Ce procédé demande une concentration maximale puisque l’hélicoptère survole les vignes à deux mètres du sol seulement et à une vitesse de 55 kmh. Pour Bex, le départ se passe à côté de la Grande Salle de Fenalet. L’hélicoptère y vient pour se remplir de kérosène mais aussi de produits pour le sulfatage. Au total 4800 litres seront déversés sur les quelque quarante-six hectares bellerins. Sur 100 litres d’eau on compte un à deux kilos de produits. Les insecticides et herbicides, etc., étant prohibés par voie aérienne, les vignobles sont traités uniquement par des fongicides selon une liste stricte établie par l’Office fédéral de l’agriculture, dont certains sont aussi utilisés en culture bio. Ces produits phytosanitaires sont très doux. Des études sur l’impact de l’hélicoptère n’ont démontré aucune incidence sur le biotope et la faune utile. Au final, 100 litres du mélange sont reversés sur chaque hectare. Pour Bex, il faudra au pilote environ 2 h 30 (environ 20 hectares par heure) pour réaliser le traitement, et, pour ce faire, il repasse environ neuf fois à Fenalet pour se remplir de produit, soit 500 litres à chaque passage.

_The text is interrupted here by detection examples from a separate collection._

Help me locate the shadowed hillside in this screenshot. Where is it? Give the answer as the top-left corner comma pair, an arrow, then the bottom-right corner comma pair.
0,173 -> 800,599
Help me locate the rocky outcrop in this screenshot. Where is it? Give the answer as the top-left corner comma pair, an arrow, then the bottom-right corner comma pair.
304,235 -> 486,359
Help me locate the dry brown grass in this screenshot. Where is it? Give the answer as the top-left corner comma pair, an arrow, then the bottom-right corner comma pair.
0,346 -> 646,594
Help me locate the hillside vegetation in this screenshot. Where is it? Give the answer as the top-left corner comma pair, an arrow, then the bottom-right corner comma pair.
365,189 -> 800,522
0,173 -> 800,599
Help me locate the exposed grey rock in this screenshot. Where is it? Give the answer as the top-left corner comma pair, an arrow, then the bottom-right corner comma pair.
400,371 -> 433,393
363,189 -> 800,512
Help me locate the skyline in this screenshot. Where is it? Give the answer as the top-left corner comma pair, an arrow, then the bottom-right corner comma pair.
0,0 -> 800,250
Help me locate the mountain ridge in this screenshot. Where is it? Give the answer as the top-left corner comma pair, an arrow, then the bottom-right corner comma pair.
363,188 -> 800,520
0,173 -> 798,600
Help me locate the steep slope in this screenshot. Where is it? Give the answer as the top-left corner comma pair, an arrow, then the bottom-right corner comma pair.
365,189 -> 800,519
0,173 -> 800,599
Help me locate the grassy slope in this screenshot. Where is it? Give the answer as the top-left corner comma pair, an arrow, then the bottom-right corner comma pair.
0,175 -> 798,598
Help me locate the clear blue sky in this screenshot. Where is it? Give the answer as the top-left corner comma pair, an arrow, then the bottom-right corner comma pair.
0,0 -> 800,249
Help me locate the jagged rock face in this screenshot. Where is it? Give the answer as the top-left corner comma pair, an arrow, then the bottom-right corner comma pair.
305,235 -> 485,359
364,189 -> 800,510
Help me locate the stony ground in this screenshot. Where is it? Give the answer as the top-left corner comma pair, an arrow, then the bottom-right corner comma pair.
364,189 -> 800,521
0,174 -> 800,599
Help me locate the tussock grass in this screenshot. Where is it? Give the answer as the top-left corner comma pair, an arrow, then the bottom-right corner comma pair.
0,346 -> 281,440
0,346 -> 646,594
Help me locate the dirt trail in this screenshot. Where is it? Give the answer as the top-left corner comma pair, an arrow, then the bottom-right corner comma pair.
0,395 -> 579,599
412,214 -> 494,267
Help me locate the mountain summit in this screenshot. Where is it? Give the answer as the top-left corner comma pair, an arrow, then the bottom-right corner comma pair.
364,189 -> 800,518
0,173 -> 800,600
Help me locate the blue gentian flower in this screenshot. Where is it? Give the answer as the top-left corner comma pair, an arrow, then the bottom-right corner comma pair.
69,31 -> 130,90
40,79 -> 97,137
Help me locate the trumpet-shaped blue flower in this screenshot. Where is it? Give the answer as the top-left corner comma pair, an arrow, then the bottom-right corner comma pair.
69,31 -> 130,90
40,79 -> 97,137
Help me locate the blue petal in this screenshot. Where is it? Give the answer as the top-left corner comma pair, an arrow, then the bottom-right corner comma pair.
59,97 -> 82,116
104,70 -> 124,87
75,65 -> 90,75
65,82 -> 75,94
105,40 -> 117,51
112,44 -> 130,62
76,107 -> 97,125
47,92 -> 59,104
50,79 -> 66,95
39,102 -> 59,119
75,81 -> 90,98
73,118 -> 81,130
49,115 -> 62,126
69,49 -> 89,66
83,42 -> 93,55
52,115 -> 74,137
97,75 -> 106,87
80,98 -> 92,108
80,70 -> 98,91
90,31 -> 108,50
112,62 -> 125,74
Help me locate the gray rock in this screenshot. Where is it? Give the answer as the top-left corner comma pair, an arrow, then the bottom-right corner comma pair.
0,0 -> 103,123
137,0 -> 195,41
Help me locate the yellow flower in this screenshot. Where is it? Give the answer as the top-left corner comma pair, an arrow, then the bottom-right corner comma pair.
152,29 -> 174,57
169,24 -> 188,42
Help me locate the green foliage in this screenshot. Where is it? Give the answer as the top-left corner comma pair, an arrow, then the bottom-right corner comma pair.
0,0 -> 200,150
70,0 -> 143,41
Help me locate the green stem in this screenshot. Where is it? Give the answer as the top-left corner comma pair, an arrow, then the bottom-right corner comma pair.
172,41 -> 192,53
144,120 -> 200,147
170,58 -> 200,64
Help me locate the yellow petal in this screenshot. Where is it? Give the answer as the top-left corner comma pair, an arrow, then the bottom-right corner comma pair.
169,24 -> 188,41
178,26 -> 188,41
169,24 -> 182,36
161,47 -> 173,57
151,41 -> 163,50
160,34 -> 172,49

Des avantages en temps et en écologie

Si, parfois, ce procédé par les airs est souvent sorti de son contexte et même mal vu, il permet cependant de gagner un temps considérable mais également une économie de CO2 par rapport à d’autres techniques. En hélicoptère, il faut prévoir 8 litres de kérosène par hectare, tandis que, pour un traitement avec un tracteur, la consommation de CO2 sera doublée voire même triplée. Il existe un vieux procédé encore utilisé aujourd’hui. Il consiste à arroser les vignes à l’aide d’un atomiseur que l’on porte sur le dos. Cela emploie huit fois plus d’eau que pour un traitement par les airs. Finalement, à pied il faudra compter cinq heures pour faire un hectare, tandis qu’avec l’hélicoptère il ne faudra que deux minutes.